In gioco, vi è la questione della verità, e della falsità. Verità che domina, in ogni caso, l’interesse di chi prende la parola, non fosse altro che per ingannare.
(3, continua)
4. La filosofia come ipotesi antropologica 1
Prima epoca filosofica della storia, la nostra? Per Franca D’Agostini la filosofia, il fare filosofia, vale come ipotesi antropologica per l’umanità: un modo d’essere degli esseri umani, una pratica di vita. Necessaria in questa fase evolutiva della specie umana.
La filosofia, come problematica della verità, nasce nel contesto della democrazia. E la figura di Socrate – il tafano fastidioso – come colui che sa dire la verità, ne è in qualche modo la «medicina» contro i rischi e i conflitti della democrazia stessa.
Socrate, nell’Apologia, fornisce una predizione che ci riguarda.
(4, continua)
5. La filosofia come ipotesi antropologica 2
«La filosofia è semplice», dice Franca D’Agostini. Un’anticipazione del libro che sta scrivendo. «Quel che è difficile è farla esistere».
Che cos’è quindi la filosofia? Come scienza, materia di insegnamento, disciplina di ricerca e, soprattutto, pratica di intervento pubblico?
Una competenza messa al servizio dell’ipotesi antropologica: un grande programma culturale su «come noi, esseri umani, potremmo essere» e forse «come sarebbero utile che fossimo in democrazia», cioè in un contesto in cui il governo del mondo si dà attraverso la discussione, il dibattito: E in discussione, sono le nostre credenze, le nostre visioni del mondo.
Allora perché non cominciare – nell’impatto con le nuove tecnologie della comunicazione – a chiederci, quale mondo vogliamo?

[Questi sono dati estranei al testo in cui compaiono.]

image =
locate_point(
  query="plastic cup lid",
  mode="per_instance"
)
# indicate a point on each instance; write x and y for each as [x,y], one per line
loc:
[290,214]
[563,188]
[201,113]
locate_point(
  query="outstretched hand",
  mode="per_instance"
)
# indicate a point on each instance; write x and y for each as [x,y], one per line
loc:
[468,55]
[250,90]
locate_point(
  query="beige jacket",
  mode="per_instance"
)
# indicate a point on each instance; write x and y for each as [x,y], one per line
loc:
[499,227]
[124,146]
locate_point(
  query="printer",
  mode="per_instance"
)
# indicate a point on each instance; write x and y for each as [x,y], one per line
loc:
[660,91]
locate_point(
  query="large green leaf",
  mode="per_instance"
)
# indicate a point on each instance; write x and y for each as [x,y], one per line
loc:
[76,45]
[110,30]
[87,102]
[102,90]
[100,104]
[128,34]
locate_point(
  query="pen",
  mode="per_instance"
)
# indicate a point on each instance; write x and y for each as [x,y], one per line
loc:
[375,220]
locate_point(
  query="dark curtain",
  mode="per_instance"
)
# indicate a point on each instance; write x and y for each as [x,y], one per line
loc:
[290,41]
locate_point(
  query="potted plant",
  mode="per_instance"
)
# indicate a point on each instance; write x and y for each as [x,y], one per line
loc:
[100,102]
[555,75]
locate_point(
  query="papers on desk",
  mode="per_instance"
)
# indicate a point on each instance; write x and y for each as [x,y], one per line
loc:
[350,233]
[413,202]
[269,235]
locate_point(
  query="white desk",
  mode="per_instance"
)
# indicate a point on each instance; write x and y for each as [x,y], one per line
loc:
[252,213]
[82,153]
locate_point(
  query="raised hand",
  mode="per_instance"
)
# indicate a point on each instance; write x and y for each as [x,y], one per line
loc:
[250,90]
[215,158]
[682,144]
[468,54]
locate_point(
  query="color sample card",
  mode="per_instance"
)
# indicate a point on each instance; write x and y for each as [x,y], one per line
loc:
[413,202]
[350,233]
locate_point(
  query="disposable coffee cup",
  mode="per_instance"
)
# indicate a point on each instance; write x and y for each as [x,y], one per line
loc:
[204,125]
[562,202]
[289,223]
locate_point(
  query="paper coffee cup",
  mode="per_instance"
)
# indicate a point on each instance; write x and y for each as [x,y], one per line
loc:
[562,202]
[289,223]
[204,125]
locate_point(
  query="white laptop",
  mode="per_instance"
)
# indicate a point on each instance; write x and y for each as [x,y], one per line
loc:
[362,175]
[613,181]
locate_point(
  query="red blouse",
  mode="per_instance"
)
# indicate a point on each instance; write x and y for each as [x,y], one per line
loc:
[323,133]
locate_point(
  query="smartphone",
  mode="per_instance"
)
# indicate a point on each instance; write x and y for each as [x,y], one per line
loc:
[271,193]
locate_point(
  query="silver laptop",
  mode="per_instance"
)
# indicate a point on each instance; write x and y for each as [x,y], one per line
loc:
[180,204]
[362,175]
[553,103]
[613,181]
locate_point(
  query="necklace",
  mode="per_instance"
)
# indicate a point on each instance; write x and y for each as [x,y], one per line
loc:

Dove la filosofia è di tutti e per tutti.
(5, continua)
6. Immaginare mondi possibili, tra logica modale e legame sociale
Questo mondo è il mondo in comune. Un mondo condiviso, la cui realtà, come dice Hannah Arendt, è più forte di ogni potere. È sempre il mondo in comune il punto di partenza per poter immaginare, configurare mondi possibili. Mondi che, tuttavia, possono essere i più diversi e, anche, in conflitto tra loro.
Se la soluzione non è quella del «paradosso del vicino di casa», come allora è possibile la convivenza? La formazione del legame sociale?
Franca D’Agostini ci rinvia al nostro modo di ragionare.